# Osmocote Plus DIY Root Tabs Vs. Regular Root Tabs



## Grobbins48 (Oct 16, 2017)

Just curious, what makes you skeptical of it? I just started using it, so no experience to speak of here, just wanting to learn from others experiences.


----------



## DarkOne (Aug 26, 2018)

I switched a few months ago. I had some #0 caps instead of the bigger #00 caps so I use a few more tabs per plant. Osmocote Plus is time released so it lasts longer than Flourish Tabs (what I was using prior) but the nutrients are different so that's another reason I use a bit more. It took about a week to be noticeable but it does work fairly well with my amazon swords and vals (italian and corkscrew) after adding a few more tabs during the first couple of weeks. I haven't put more in about 3 months and the swords and vals are still growing nicely. I'm working on a s. repens carpet in my shrimp tank and I put one tab every 1-2". The substrate (BDBS) is about 1.5" deep and I pushed them all the way to the bottom. The roots are very short so it's been slow going but there seems to be some progress. I also put some s. repens clippings in a Fluval Spec III with dirt capped sand (PFS) and it seems to be about equal in growth. 
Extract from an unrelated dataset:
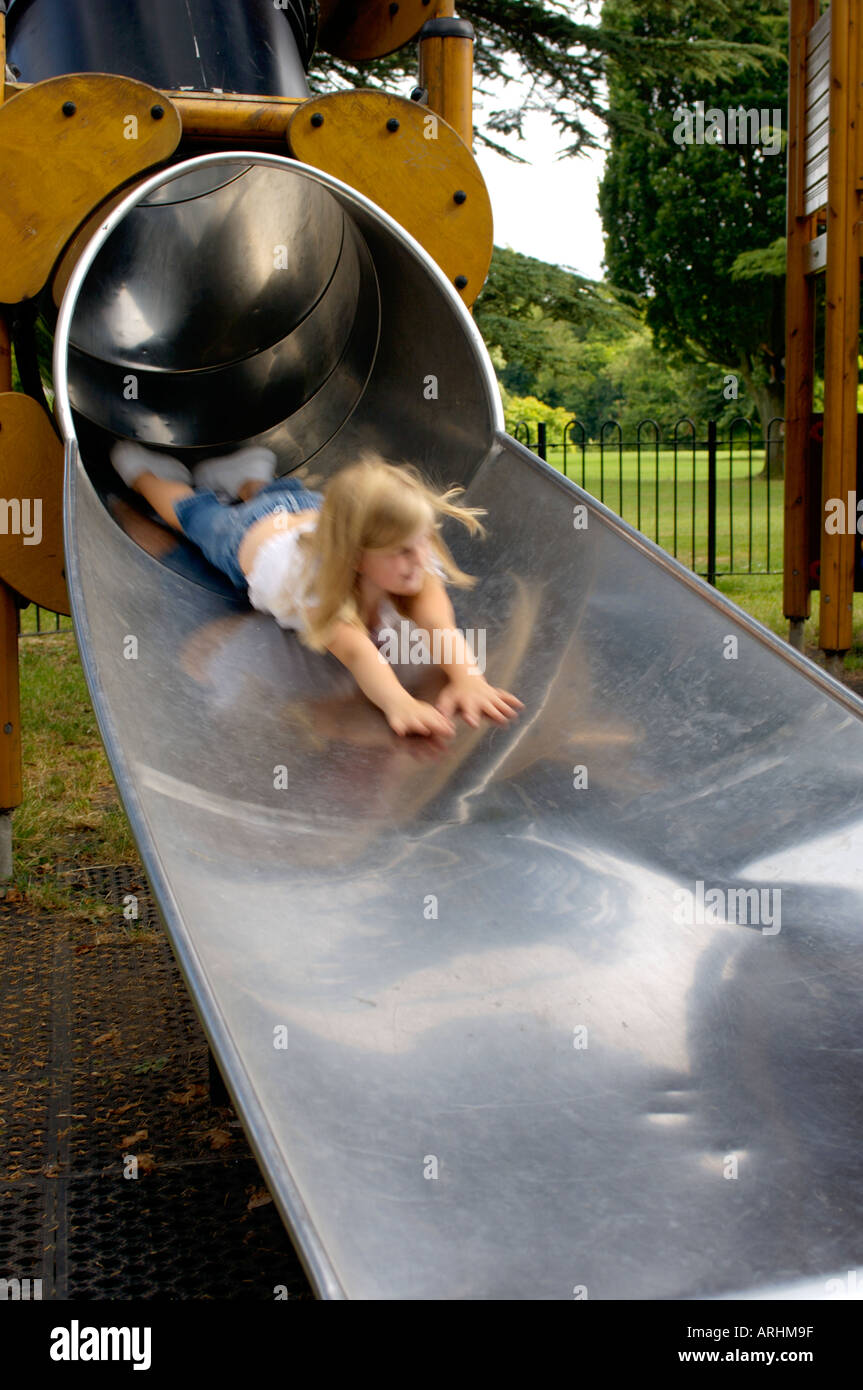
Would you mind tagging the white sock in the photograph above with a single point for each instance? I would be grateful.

Overall, I'm very happy with the DIY tabs over Flourish tabs. There was noticeably slow growth if I didn't add a Flourish tab every 3-4 weeks. 

I bought the 8lb bag because it was only a few bucks more but had I known how big the bag actually was, I would've just gotten the 2lb jar.


----------



## dinokath (May 3, 2009)

So, I used to use those caps. Made them up myself from exactly what you have in your hand. They worked great but what really shocked me was when I recently did a major clean out on the tank, I found LOTS of those little osmocote balls unruptured in the substrate. I mean a really fair amount and they had been in the substrate for a good 2 years. It's worth noting that it takes a while for them to rupture once wet. Take a single tab, count how many balls are in there, put them back in the tab, drop it in a glass of water and see how long it takes to dissolve. You'll need some fertilizer in the water while the tabs take time to dissolve.
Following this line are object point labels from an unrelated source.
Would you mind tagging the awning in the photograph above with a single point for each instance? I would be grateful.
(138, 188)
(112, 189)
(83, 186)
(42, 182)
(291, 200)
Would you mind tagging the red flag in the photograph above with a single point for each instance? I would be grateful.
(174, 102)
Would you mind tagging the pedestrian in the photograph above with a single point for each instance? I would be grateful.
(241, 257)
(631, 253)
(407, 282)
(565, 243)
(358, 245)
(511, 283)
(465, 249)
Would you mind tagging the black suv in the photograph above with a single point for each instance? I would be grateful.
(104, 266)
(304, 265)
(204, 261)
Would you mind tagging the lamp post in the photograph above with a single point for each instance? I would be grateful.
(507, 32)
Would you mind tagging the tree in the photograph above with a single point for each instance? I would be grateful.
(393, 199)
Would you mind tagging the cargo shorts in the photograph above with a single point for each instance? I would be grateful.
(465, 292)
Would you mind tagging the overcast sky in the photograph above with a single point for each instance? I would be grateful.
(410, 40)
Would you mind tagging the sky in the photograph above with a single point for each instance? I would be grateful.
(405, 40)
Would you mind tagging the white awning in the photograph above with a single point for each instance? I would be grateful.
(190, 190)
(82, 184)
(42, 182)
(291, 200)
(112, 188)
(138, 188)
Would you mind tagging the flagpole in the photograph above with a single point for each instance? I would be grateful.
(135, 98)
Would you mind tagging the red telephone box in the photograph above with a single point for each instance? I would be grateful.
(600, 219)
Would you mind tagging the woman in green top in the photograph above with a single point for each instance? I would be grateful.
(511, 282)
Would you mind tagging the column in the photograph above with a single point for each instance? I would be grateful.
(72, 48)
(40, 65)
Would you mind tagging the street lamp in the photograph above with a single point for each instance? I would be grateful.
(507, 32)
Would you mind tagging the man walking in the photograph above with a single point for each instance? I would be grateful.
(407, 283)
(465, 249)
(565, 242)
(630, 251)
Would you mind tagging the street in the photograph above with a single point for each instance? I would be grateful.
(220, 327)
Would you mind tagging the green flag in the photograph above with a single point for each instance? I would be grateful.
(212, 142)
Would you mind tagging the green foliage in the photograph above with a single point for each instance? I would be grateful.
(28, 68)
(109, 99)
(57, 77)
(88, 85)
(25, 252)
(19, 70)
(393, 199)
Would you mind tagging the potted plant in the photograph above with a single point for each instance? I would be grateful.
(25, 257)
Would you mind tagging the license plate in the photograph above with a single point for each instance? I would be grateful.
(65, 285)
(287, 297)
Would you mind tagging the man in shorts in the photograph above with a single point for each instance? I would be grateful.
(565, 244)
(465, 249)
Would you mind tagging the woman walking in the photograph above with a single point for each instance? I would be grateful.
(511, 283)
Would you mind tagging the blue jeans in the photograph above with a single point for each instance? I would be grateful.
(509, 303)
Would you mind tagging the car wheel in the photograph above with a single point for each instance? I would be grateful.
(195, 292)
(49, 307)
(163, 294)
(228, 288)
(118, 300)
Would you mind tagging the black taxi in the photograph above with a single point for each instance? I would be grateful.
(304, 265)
Now that may say more about my substrate, Eco-complete, than anything else, but just interesting none the less. They work well on anything with roots in the substrate. Kept plenty of red cherry shrimp in there too. I didn't go back to them because I have quite a bit of dry fertilizer sitting around and wound up using the Osmocote on the veggie garden this year, so I opted to use the dry ferts I had around. I may go back to them.


----------